I only say that it's impossible for two different superchargers to produce DIFFERENT CFM on the SAME engine, at the SAME boost levels, and the SAME intake temps. I further demonstrated that a reasonable difference in intake temp would not significantly alter the CFM. You have offered zero evidence against this.

Stay focused on the context of the situation you proposed in the first post. Different sized engines using different sized superchargers with the same boost, producing different CFM and different HP.... this is all completely irrelevant to your proposed situation.




So, there you go... You can choose to believe Procharger's chart or not. I'll trust in my extensive library of engine theory and design books...


The funny thing is... many of the things you say are individually correct. Your engine theory and design books are not wrong. The problem is, as usual, context and relevance. You fail to recognize the context in which your statements are true, and in what contexts your statements are irrelevant.

The individual facts you know are correct in some context. You just don't fully understand the contexts/reasons behind the facts you know. Memorizing/regurgitating facts is not enough. You need to understand the theory/relationships/context behind the facts, and how to properly interpret/apply them.



On a side note about your math-- 3.6L of air might be what engine's total capacity is-- but that is only theoretical you're VVT engines usually never get more than 92-95% Volumetric Efficiency in naturally aspirated form and that usually at higher rpm-- at low rpms it drops a bit so you might be down to 89-90% maximum efficiency from idle to 3000rpm... Which means that it is a lot easier to push more air into cylinder with less pressure than at 95% efficiency where you need more pressure to see higher hp gains.

Again, context and relevance.

We're not discussing whether or not the relationship between boost and power gains is the same throughout the RPM range. We're not discussing whether there's a linear relationship between boost and power gains, or CFM.

The context was whether or not two different superchargers on the SAME engine, at the SAME engine speed, at the SAME boost levels, and SAME intake temperature could possibly flow DIFFERENT amounts of air. Since the engine is the same, and it is the engine itself that determines its VE, the VE becomes irrelevant in the comparison.

The only way to change the amount of air flowing through an engine is to modify the engine to change its efficiency, or boost the pressure of the air going into the engine.
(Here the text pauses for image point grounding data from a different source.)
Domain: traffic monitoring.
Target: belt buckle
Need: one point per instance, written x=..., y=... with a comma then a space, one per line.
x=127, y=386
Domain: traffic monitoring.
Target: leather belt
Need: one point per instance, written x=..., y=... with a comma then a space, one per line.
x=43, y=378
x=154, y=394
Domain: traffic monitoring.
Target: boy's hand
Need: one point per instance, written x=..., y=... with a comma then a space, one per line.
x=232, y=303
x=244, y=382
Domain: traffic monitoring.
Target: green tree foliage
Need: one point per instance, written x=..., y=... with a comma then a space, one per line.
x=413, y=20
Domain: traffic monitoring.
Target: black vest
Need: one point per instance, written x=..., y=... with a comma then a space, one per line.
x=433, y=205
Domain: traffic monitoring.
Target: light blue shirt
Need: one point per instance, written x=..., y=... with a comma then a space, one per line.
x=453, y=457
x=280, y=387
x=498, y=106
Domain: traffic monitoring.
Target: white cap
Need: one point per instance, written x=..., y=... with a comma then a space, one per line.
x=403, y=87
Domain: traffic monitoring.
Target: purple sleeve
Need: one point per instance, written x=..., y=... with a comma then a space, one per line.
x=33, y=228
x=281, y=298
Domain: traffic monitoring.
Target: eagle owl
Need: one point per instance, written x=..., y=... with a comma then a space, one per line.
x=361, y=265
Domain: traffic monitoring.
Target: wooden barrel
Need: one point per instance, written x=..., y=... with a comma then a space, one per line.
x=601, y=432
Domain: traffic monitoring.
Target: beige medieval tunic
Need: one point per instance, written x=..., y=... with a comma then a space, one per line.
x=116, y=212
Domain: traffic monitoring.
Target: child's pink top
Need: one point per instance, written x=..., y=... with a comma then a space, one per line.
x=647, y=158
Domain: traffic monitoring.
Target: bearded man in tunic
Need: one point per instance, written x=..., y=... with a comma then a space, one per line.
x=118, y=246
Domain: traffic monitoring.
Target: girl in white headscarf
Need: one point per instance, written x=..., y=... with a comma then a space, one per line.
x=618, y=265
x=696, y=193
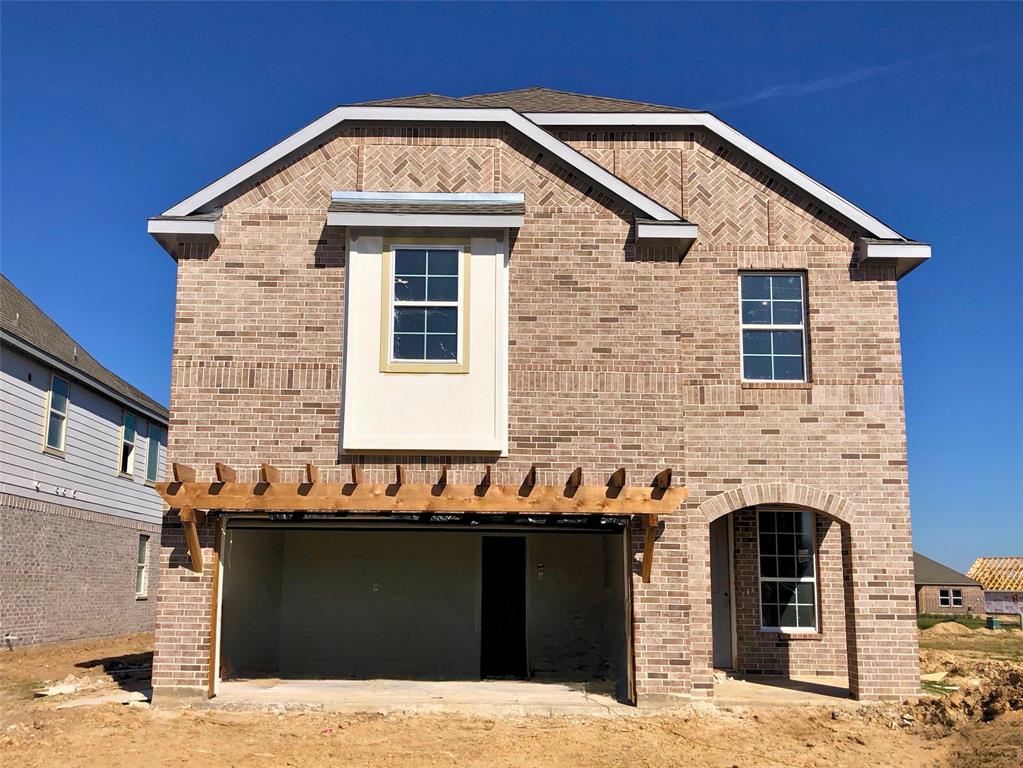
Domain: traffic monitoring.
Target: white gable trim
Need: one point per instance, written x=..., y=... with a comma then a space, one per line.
x=705, y=120
x=532, y=131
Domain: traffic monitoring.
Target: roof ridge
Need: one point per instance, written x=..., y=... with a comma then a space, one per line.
x=132, y=392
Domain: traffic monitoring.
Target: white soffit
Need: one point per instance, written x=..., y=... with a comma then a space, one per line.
x=529, y=129
x=727, y=133
x=904, y=256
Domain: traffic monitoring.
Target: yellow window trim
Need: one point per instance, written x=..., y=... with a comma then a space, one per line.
x=387, y=285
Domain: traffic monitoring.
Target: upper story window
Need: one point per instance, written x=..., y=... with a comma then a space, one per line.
x=126, y=463
x=56, y=414
x=428, y=308
x=788, y=571
x=773, y=325
x=152, y=453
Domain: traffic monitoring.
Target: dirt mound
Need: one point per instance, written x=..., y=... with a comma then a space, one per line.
x=948, y=628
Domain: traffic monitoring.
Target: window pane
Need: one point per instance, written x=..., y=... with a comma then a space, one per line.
x=409, y=346
x=409, y=319
x=756, y=312
x=788, y=342
x=54, y=432
x=409, y=262
x=443, y=289
x=788, y=368
x=788, y=313
x=787, y=286
x=443, y=262
x=152, y=454
x=806, y=616
x=756, y=286
x=409, y=288
x=756, y=342
x=58, y=396
x=442, y=319
x=756, y=367
x=442, y=347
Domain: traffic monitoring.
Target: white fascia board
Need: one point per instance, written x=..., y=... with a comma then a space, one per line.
x=727, y=133
x=904, y=256
x=528, y=128
x=651, y=231
x=426, y=221
x=192, y=228
x=80, y=377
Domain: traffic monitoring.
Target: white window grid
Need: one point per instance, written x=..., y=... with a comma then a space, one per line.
x=774, y=326
x=426, y=304
x=801, y=580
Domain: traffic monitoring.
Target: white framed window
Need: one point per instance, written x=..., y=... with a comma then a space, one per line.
x=427, y=305
x=772, y=316
x=787, y=560
x=126, y=460
x=142, y=567
x=152, y=453
x=54, y=437
x=950, y=597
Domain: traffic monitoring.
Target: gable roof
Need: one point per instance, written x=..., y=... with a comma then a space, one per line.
x=533, y=111
x=998, y=574
x=926, y=571
x=21, y=320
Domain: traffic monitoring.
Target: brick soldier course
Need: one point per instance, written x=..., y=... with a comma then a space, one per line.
x=620, y=355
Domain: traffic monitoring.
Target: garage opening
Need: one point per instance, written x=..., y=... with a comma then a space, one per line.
x=425, y=600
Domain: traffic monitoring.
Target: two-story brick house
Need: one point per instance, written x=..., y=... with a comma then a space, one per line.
x=452, y=345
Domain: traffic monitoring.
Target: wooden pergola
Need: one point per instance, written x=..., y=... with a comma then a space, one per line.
x=194, y=499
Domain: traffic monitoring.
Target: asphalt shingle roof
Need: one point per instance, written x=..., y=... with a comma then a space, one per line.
x=927, y=571
x=534, y=99
x=21, y=318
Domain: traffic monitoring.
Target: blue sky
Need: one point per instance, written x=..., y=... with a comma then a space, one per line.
x=110, y=113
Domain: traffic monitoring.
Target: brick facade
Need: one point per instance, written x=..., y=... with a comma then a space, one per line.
x=928, y=602
x=68, y=574
x=619, y=356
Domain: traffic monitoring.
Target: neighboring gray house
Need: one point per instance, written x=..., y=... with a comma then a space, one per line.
x=80, y=450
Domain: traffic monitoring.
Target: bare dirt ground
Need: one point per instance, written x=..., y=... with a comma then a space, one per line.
x=974, y=718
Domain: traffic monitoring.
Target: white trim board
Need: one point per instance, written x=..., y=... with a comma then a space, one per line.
x=707, y=121
x=318, y=127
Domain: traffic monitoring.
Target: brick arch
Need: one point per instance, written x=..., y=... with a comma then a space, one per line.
x=779, y=493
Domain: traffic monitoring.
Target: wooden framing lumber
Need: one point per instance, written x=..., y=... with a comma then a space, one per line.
x=187, y=516
x=650, y=523
x=420, y=497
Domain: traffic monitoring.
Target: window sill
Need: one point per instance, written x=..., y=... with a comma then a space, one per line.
x=793, y=634
x=776, y=385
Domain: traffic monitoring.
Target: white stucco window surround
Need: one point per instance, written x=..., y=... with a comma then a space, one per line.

We are talking about two of the same STOCK engines, so they will have the same VE as each other.

Show me how how two of the same engine, with the same displacement and VE, at the same speed, with the same manifold pressure/temperature, could possibly consume air at DIFFERENT rates.

KaiserBill
05-02-2015, 10:12 AM
Again, hilariously irrelevant.

Did I ever claim that, in general (among all possible engine/supercharger combinations), there is a linear relationship between boost and CFM? No!

Did I ever claim that, in general (among all possible engine/supercharger combinations), different supercharger/turbo units cannot be capable of producing different CFM at the same boost level? No!

Does ANYTHING about my claim and explanation in my first reply to this thread depend on these ideas that you have falsely attributed to me? No!

The only thing you are showing me here is that there are different size superchargers that are capable (when tested by themselves) of flowing different amounts of air at the same boost pressure. And different engines are capable of consuming air at different CFM, and therefore need properly matched superchargers. And that more CFM generally yields more power, regardless of boost pressure. This is no surprise! I have never said anything opposite of this!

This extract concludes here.